Mesmerically patterned and radiant, the works of Australian artist Matthew Curtis are something uncanny in how they read as both organic and artificial. Inspired by what Curtis describes in his artist statement as the "exquisite architecture of cellular growth and how these biologically derived structures are reflected in our built environment," the interplay between the man-made solidity of the materials and the light and delicacy of glass filaments. With an opening on June 8th and running through July 15th, they will be on view at LewAllen Galleries in Santa Fe, New Mexico, in an exhibition entitled "Matthew Curtis: Intersect."
Born in Luton, England in 1964, Curtis moved to Australia in 1981, where he embarked upon his career in glass-making in 1991 as an assistant to Robert Wynne at Denizen Glass. His work has since been exhibited internationally and included in numerous private and public collections. Working from his own studio, Curtis develops his own colors and tints within the hot shop and often combines unlike materials. This aim to "broaden the possibilities of the medium," as expressed by LewAllen Gallery owner Robert Gardner, has distinguished him as "one of the most innovative, up-and-coming voices in contemporary glass sculpture."
His artistic practice is often preoccupied with the overlap between the natural and constructed worlds, and it comes through powerfully in this latest exhibition. In "Intersect," the pieces are amalgamations of various smaller, blown and cast elements and details that have been fused together into larger forms, and then carved and ground.

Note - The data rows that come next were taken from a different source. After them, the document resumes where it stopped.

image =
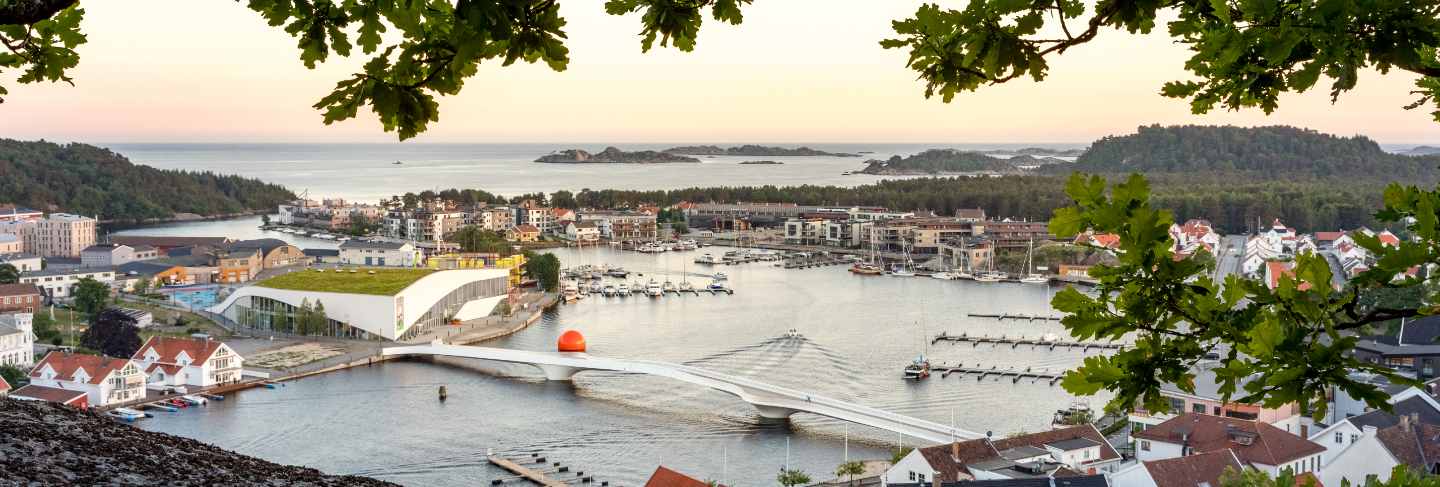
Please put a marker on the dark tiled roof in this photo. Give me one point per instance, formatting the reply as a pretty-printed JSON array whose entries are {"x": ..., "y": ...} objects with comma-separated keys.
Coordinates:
[
  {"x": 1267, "y": 445},
  {"x": 1381, "y": 420},
  {"x": 1194, "y": 470}
]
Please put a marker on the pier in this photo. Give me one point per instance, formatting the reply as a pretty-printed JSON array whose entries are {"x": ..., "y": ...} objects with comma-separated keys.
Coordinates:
[
  {"x": 1018, "y": 316},
  {"x": 1034, "y": 343},
  {"x": 981, "y": 372}
]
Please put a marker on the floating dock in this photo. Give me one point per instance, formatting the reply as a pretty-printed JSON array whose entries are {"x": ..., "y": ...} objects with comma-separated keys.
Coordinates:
[
  {"x": 981, "y": 372},
  {"x": 1021, "y": 316},
  {"x": 1034, "y": 343}
]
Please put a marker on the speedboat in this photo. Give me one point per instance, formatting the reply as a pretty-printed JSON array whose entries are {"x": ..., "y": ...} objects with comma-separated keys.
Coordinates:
[
  {"x": 1034, "y": 278},
  {"x": 918, "y": 369},
  {"x": 127, "y": 415}
]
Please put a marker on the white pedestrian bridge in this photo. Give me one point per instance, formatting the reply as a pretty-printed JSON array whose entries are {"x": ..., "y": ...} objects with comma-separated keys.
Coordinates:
[{"x": 771, "y": 401}]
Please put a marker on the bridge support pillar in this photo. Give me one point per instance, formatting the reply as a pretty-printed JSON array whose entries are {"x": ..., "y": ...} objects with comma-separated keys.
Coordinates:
[
  {"x": 558, "y": 372},
  {"x": 774, "y": 412}
]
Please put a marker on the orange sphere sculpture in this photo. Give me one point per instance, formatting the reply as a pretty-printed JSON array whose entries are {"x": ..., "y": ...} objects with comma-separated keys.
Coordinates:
[{"x": 572, "y": 340}]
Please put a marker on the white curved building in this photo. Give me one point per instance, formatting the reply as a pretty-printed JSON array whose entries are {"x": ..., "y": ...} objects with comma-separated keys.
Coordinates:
[{"x": 390, "y": 304}]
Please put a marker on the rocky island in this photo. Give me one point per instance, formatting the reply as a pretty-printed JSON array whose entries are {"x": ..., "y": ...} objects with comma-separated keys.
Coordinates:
[
  {"x": 614, "y": 156},
  {"x": 752, "y": 150},
  {"x": 54, "y": 445}
]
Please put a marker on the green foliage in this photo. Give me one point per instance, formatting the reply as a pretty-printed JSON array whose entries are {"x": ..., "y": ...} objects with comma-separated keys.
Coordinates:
[
  {"x": 13, "y": 375},
  {"x": 92, "y": 180},
  {"x": 90, "y": 296},
  {"x": 792, "y": 477},
  {"x": 1280, "y": 346},
  {"x": 475, "y": 239},
  {"x": 1243, "y": 54},
  {"x": 896, "y": 454},
  {"x": 545, "y": 268},
  {"x": 850, "y": 470},
  {"x": 111, "y": 333}
]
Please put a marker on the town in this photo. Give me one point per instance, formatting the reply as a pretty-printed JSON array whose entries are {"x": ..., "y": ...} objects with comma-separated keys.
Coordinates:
[{"x": 221, "y": 316}]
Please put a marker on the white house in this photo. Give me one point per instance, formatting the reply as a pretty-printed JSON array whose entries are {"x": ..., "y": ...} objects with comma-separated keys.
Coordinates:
[
  {"x": 1041, "y": 454},
  {"x": 582, "y": 232},
  {"x": 1181, "y": 471},
  {"x": 379, "y": 254},
  {"x": 1378, "y": 450},
  {"x": 102, "y": 379},
  {"x": 59, "y": 283},
  {"x": 1256, "y": 443},
  {"x": 172, "y": 362},
  {"x": 18, "y": 339}
]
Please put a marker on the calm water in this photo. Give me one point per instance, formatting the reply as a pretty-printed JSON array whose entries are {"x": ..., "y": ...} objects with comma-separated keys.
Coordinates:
[
  {"x": 385, "y": 421},
  {"x": 367, "y": 172}
]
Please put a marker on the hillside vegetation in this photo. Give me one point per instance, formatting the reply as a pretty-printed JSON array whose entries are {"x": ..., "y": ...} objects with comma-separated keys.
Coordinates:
[
  {"x": 98, "y": 182},
  {"x": 1267, "y": 152}
]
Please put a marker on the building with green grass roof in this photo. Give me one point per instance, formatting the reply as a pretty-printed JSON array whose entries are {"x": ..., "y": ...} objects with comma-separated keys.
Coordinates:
[{"x": 366, "y": 303}]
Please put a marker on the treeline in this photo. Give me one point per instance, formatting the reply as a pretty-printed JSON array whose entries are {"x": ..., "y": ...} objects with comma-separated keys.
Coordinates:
[
  {"x": 98, "y": 182},
  {"x": 1276, "y": 152}
]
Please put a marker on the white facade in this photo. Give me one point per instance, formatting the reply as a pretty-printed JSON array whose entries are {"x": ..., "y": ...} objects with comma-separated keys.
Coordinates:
[
  {"x": 18, "y": 339},
  {"x": 1358, "y": 461},
  {"x": 58, "y": 284},
  {"x": 389, "y": 316}
]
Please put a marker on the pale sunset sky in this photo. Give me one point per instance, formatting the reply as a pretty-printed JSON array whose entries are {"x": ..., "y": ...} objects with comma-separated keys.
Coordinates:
[{"x": 797, "y": 71}]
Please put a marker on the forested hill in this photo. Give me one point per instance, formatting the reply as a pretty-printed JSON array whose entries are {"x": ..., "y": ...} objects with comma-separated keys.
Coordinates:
[
  {"x": 94, "y": 180},
  {"x": 1269, "y": 152}
]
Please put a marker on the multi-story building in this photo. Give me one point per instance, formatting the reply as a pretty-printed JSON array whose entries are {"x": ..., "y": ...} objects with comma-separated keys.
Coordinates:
[
  {"x": 19, "y": 297},
  {"x": 56, "y": 283},
  {"x": 379, "y": 254},
  {"x": 618, "y": 225},
  {"x": 18, "y": 339},
  {"x": 172, "y": 362},
  {"x": 61, "y": 235},
  {"x": 104, "y": 379}
]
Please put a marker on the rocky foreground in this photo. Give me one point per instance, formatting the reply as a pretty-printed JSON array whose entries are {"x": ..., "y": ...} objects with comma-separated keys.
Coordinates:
[{"x": 43, "y": 444}]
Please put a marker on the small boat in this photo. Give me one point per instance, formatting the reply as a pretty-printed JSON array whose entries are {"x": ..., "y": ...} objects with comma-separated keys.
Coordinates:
[
  {"x": 126, "y": 414},
  {"x": 1077, "y": 414},
  {"x": 918, "y": 369},
  {"x": 1034, "y": 278}
]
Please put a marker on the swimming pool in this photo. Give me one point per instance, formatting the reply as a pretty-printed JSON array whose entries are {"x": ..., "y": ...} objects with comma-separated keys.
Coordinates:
[{"x": 193, "y": 296}]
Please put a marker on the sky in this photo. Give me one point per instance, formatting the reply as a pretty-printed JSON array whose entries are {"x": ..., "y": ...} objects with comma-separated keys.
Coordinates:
[{"x": 795, "y": 71}]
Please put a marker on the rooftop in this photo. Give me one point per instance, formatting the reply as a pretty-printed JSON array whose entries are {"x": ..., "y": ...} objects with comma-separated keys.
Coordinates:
[{"x": 359, "y": 281}]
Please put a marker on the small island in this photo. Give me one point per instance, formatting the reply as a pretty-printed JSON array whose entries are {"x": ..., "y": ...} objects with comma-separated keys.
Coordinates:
[
  {"x": 614, "y": 156},
  {"x": 753, "y": 152}
]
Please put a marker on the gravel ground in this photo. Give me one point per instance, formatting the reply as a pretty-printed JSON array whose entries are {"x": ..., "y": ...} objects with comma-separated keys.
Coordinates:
[{"x": 43, "y": 444}]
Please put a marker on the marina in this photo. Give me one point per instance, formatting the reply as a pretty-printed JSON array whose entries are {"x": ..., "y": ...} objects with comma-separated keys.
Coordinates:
[{"x": 1050, "y": 340}]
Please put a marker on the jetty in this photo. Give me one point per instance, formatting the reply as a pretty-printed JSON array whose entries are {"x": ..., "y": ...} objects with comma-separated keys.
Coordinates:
[
  {"x": 981, "y": 372},
  {"x": 1018, "y": 316},
  {"x": 1034, "y": 343}
]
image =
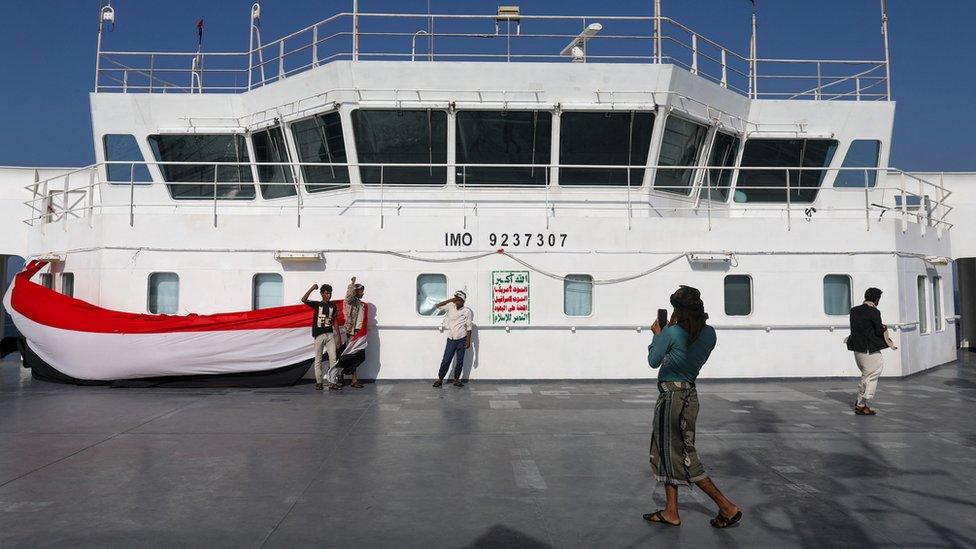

The result is reminiscent of a cross section in the lab, full of natural irregularities and intersecting forms, alive with a sense of rhythm. As Curtis has commented in his artist statement: "The material speaks of the language of modern architecture, a strong and hard material. While the simple lines of the steel sympathetically follow the more delicate planes and cross sections of glass. Although both materials can appear hard and at times unforgiving, they also provide exquisite detail and transparent delicacy."
Beyond the spectacular qualities of the work itself, it is also interesting that his work is being featured at LewAllen among a range of other mediums, rather than in a space solely dedicated to glass. When asked about their approach to exhibiting glass art, LewAllen gallery owner Ken Marvel stated: "We seek work in glass that utilizes the medium to converge form, color and light in order to produce art that engages the eye in significant, intelligent and pleasurable ways. Though we intend to keep our roster of glass artists relatively small, we will continue to be on the lookout for artists who make innovative and engaging work that complements our program."
Marvel further noted: "Many of our artists working in glass have mentioned how they were interested, at the outset, in showing their work next to paintings and other sculpture. They felt that it elevated their work when shown in the context of a contemporary fine art gallery." And on the other side of the picture, they have noticed a growing awareness and appreciation among clients of the possibilities of glass art as a legitimate art form, as well as of glass-making techniques and leading glass artists - of which Matthew Curtis is certainly one.